PHILOSOPHY – Aristotle – YouTube
1-Answer questions 1 and 3 in this video.
2-Share three virtues you see in yourself and locate an example in your life to clarify these virtues.
We have learned how Aristotle’s Virtue Ethics defines the supreme good: an activity of the rational soul in accordance with virtue. Virtue —–for the Greeks is equivalent to excellence.
A virtuous person: someone who performs the distinctive activity of being human well.
·Having character
·Knowing yourself (Socrates’ reminder “Know Thyself, nothing in excess” @ Temple of Apollo’s door (my profile picture ;))
·Moderation
·Self-control
·Not about what should I do, but WHO should I be?
·Thinking of your life as a whole is the point of ethical reflection
·Reason and emotion closely allied
Aristotle defines moral virtue as:
A disposition to behave in the right manner and as a MEAN between extremes of deficiency and excess, which are vices. Please see the chart below:
Virtue is a matter of having the appropriate attitude toward pain and pleasure.

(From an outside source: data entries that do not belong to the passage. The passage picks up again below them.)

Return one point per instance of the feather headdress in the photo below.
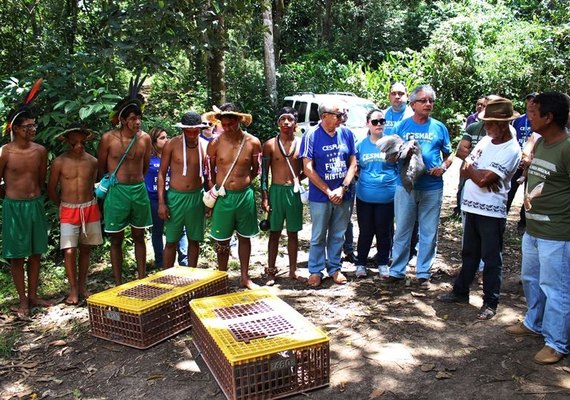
(21, 108)
(134, 98)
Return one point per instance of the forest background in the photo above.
(204, 52)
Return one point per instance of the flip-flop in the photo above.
(486, 313)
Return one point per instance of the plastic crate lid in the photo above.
(155, 290)
(256, 323)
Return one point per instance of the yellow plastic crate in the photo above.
(258, 347)
(146, 311)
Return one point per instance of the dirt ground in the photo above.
(386, 343)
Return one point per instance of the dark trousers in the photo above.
(514, 187)
(374, 219)
(482, 240)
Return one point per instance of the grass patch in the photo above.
(8, 340)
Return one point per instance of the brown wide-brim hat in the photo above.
(77, 127)
(499, 109)
(216, 115)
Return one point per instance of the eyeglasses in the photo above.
(424, 101)
(29, 127)
(338, 115)
(380, 121)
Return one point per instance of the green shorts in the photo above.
(235, 211)
(285, 206)
(24, 227)
(186, 210)
(127, 204)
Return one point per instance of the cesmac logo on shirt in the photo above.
(330, 147)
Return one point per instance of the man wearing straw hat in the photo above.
(181, 206)
(488, 171)
(127, 201)
(75, 172)
(23, 167)
(234, 160)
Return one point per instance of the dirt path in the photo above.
(395, 343)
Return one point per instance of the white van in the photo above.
(307, 105)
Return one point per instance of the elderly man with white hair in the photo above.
(424, 200)
(329, 161)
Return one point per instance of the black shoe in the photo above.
(391, 280)
(351, 258)
(451, 297)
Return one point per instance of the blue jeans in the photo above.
(546, 282)
(482, 240)
(426, 205)
(329, 224)
(156, 233)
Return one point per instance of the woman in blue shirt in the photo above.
(159, 137)
(375, 190)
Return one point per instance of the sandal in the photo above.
(486, 313)
(314, 280)
(271, 273)
(339, 278)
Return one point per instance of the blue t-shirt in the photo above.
(523, 129)
(377, 178)
(433, 138)
(151, 178)
(393, 117)
(330, 156)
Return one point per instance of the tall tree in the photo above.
(269, 55)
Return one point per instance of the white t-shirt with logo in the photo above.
(502, 159)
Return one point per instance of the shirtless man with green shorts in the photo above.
(283, 199)
(75, 173)
(23, 167)
(181, 206)
(234, 210)
(127, 202)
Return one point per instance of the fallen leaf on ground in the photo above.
(427, 367)
(443, 375)
(376, 393)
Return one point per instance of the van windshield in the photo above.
(357, 114)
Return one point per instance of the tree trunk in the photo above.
(279, 11)
(216, 63)
(269, 55)
(326, 33)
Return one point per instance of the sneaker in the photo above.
(451, 297)
(520, 330)
(383, 271)
(361, 271)
(486, 313)
(547, 356)
(424, 284)
(350, 257)
(392, 280)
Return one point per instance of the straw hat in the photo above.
(499, 109)
(77, 127)
(191, 120)
(216, 115)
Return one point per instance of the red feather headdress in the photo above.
(24, 106)
(133, 98)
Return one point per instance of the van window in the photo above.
(314, 114)
(301, 107)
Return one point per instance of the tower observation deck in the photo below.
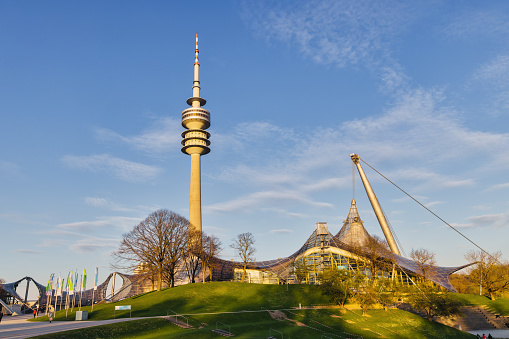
(195, 120)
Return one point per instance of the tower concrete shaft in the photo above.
(376, 206)
(195, 120)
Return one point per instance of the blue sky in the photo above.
(91, 95)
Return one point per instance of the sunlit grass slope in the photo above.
(207, 298)
(318, 323)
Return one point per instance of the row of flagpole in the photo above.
(56, 289)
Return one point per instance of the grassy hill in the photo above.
(205, 305)
(208, 298)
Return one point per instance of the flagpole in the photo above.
(81, 290)
(95, 288)
(93, 294)
(59, 281)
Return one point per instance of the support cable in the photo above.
(393, 232)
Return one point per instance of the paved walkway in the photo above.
(19, 327)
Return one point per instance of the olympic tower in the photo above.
(195, 120)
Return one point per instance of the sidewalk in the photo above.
(19, 327)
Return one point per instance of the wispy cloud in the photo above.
(489, 220)
(101, 223)
(94, 244)
(491, 79)
(120, 168)
(105, 203)
(265, 198)
(27, 251)
(9, 167)
(477, 23)
(498, 187)
(332, 32)
(162, 136)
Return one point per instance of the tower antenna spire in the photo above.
(196, 51)
(195, 120)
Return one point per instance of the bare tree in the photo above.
(425, 259)
(243, 244)
(490, 272)
(157, 243)
(211, 247)
(379, 256)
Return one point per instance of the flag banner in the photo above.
(96, 276)
(76, 280)
(61, 288)
(58, 287)
(69, 286)
(84, 280)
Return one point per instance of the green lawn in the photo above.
(207, 298)
(235, 297)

Happiness is the highest good and the end at which all our activities ultimately aim. All our activities aim at some end, though most of these ends are means toward other ends.
For example:
We go grocery shopping to buy food, but buying food is itself a means toward the end of eating well and economically. Eating well and carefully is also not an end in itself but a means to other ends. Only happiness is an end in itself, so it is the ultimate end at which all our activities aim. As such, it is the supreme good.